Posted June. 17, 2014 06:04,   

한국어

Police will reinforce its crackdown on drivers who watch the DMB while driving during the World Cup. If a driver is caught by police, the driver will face 60,000 won (58.7 U.S. dollars) in fine and 15 penalty points. A driver’s ability watch what is in front is 78.1 percent under normal conditions, while the ability drops to 58.1 percent when a driver watches the DMB while driving. This is even lower than the ability of a drunk driver whose blood-alcohol content of 0.1 percent (71.1 percent.) It takes around 1.12 seconds for a driver watching the DMB to avoid an obstacle, similar to drunk driving (1.4 seconds), indicating high risk of causing a car accident.

This reporter recently participated in an experiment showing how risky it is to drive a car while watching the DMB in a Korea Traffic Education Center in Sangju, North Gyeongsang Province. I compared normal driving to driving while watching the DMB in three courses – a quick-braking course, a risk-aversion course, and a high-speed driving course. Driving while watching the DMB was much less safer than driving without watching it in all three courses. Even I almost hit the guardrail during the experiment.

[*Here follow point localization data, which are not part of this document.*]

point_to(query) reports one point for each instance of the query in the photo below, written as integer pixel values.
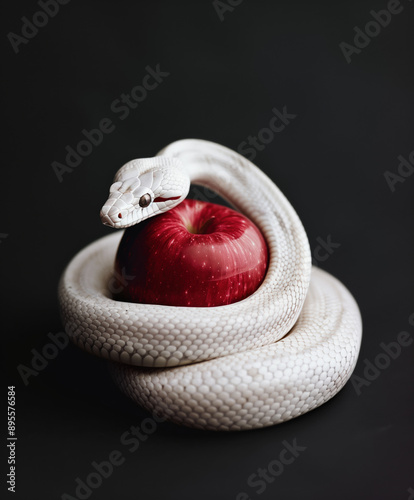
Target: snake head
(143, 188)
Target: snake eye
(145, 200)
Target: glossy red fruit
(197, 254)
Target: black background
(353, 120)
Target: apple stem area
(203, 228)
(197, 254)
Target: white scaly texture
(164, 336)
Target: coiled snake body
(248, 364)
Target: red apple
(197, 254)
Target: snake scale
(282, 351)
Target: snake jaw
(162, 178)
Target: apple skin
(198, 254)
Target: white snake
(239, 374)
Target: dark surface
(353, 120)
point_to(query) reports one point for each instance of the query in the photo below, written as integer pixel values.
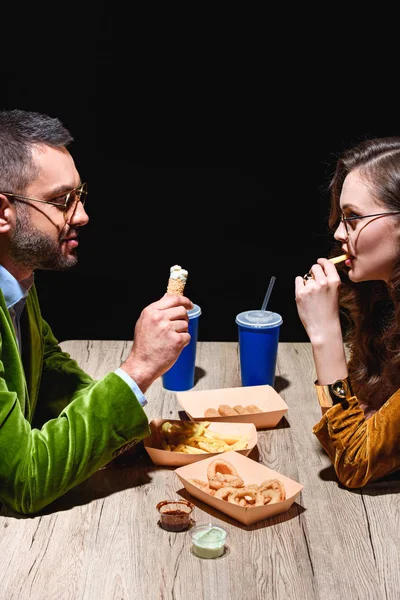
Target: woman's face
(371, 242)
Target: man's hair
(20, 132)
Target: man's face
(41, 237)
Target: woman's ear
(6, 214)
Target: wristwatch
(336, 392)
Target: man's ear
(6, 214)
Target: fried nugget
(240, 409)
(252, 409)
(211, 412)
(227, 411)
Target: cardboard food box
(251, 472)
(273, 407)
(167, 458)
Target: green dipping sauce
(208, 541)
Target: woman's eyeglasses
(346, 220)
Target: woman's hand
(318, 301)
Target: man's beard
(32, 249)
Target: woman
(359, 309)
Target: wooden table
(102, 541)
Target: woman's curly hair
(371, 309)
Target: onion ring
(246, 497)
(220, 480)
(273, 491)
(203, 486)
(220, 466)
(224, 492)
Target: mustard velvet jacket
(361, 450)
(57, 425)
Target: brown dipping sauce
(175, 514)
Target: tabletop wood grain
(102, 541)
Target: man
(57, 425)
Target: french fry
(337, 259)
(195, 438)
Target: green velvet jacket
(57, 425)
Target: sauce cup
(175, 514)
(208, 541)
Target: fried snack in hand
(177, 280)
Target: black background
(207, 140)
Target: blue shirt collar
(14, 290)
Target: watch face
(340, 388)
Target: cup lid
(261, 319)
(194, 312)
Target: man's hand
(161, 333)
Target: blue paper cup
(180, 376)
(258, 346)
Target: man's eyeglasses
(65, 202)
(352, 220)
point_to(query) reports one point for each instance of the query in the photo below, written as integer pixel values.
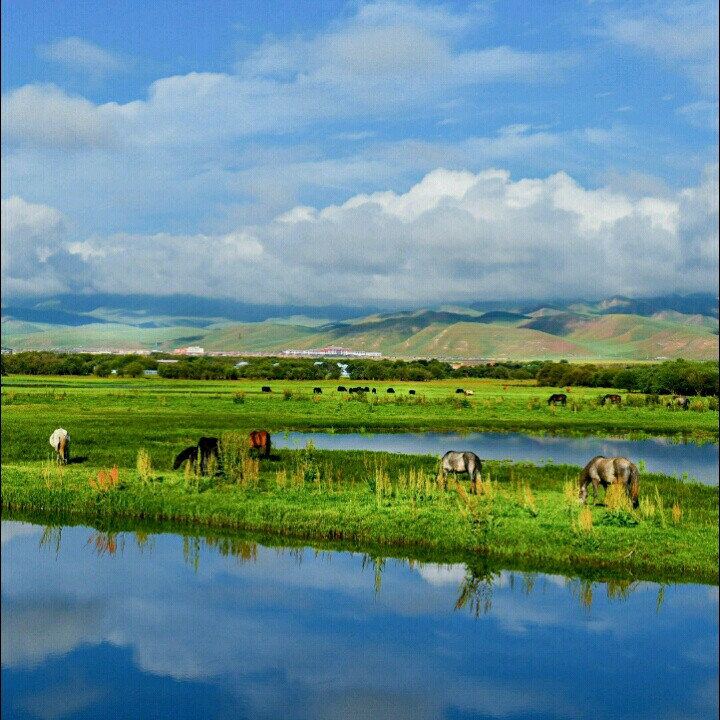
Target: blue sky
(387, 153)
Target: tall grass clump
(144, 467)
(237, 464)
(106, 480)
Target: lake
(668, 456)
(164, 626)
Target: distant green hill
(580, 331)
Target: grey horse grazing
(60, 440)
(456, 462)
(605, 471)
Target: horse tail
(64, 448)
(634, 484)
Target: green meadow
(125, 434)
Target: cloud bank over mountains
(453, 236)
(391, 152)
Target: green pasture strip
(180, 411)
(526, 517)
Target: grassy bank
(525, 517)
(110, 419)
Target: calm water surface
(137, 626)
(660, 455)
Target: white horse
(60, 440)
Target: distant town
(195, 350)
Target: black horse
(206, 448)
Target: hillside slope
(579, 331)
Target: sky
(389, 153)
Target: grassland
(126, 433)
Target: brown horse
(605, 471)
(260, 440)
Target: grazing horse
(456, 462)
(206, 448)
(605, 471)
(60, 440)
(260, 440)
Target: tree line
(683, 377)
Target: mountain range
(616, 328)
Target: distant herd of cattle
(359, 389)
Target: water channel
(164, 626)
(669, 456)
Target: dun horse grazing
(206, 448)
(260, 440)
(60, 440)
(456, 462)
(605, 471)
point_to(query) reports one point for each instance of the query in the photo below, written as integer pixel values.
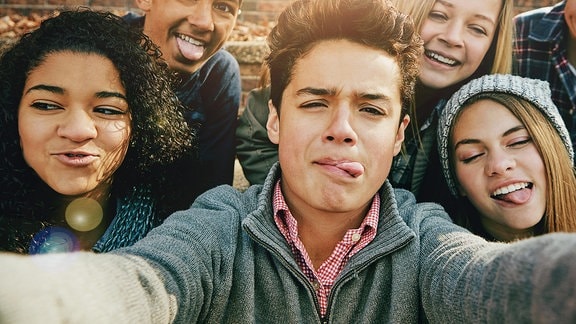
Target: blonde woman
(463, 40)
(508, 157)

A quick-braking course is a course in which a driver puts on a brake 20 meters in front of a column of water when the traffic lights turn red so that the driver does not hit the column. When I was driving a car at 40 kilometers per hour, I stopped five meters ahead of the column, but when I drove at the same speed watching the DMB, I stopped two meters ahead of the column. When I drove at 50 kilometers per hour, I collided with the column and the car stopped six meters past the column. When I drove the car watching the DMB, the car hit the column, and stopped 16 meters past the column. If the column was a person, it could have been a big accident. Although I was expecting a dangerous situation (hitting a water column), I belatedly responded to the situation when I was driving while watching the DMB. An S course is a 180-meter long winding road consisting of 80 traffic cones, which makes a car barely pass. When I drove the risk aversion course, I did not hit any traffic cone. While watching the DMB, however, I drove only 10 meters but pushed three traffic cones and deviated from the course.

I got dizzier in the high-speed experiment. I drove the course at 70 kilometer per hour in a circuit. The faster I drove, the more I felt things were flowing like water. When I started driving touching the DMB, I missed all signs “night driving,” a “cross walk,” and an “eco driving.” I almost hit a guardrail after driving about 300 meters and touching the DMB. Kim Jun-nyeon, a professor of the Education Development Department of the Korea Traffic Education Center, who did the experiment with me. He said, “However careful you might be, you have risks here and there. If you watch the DMB or touch a mobile phone while driving, it’s like a suicide.”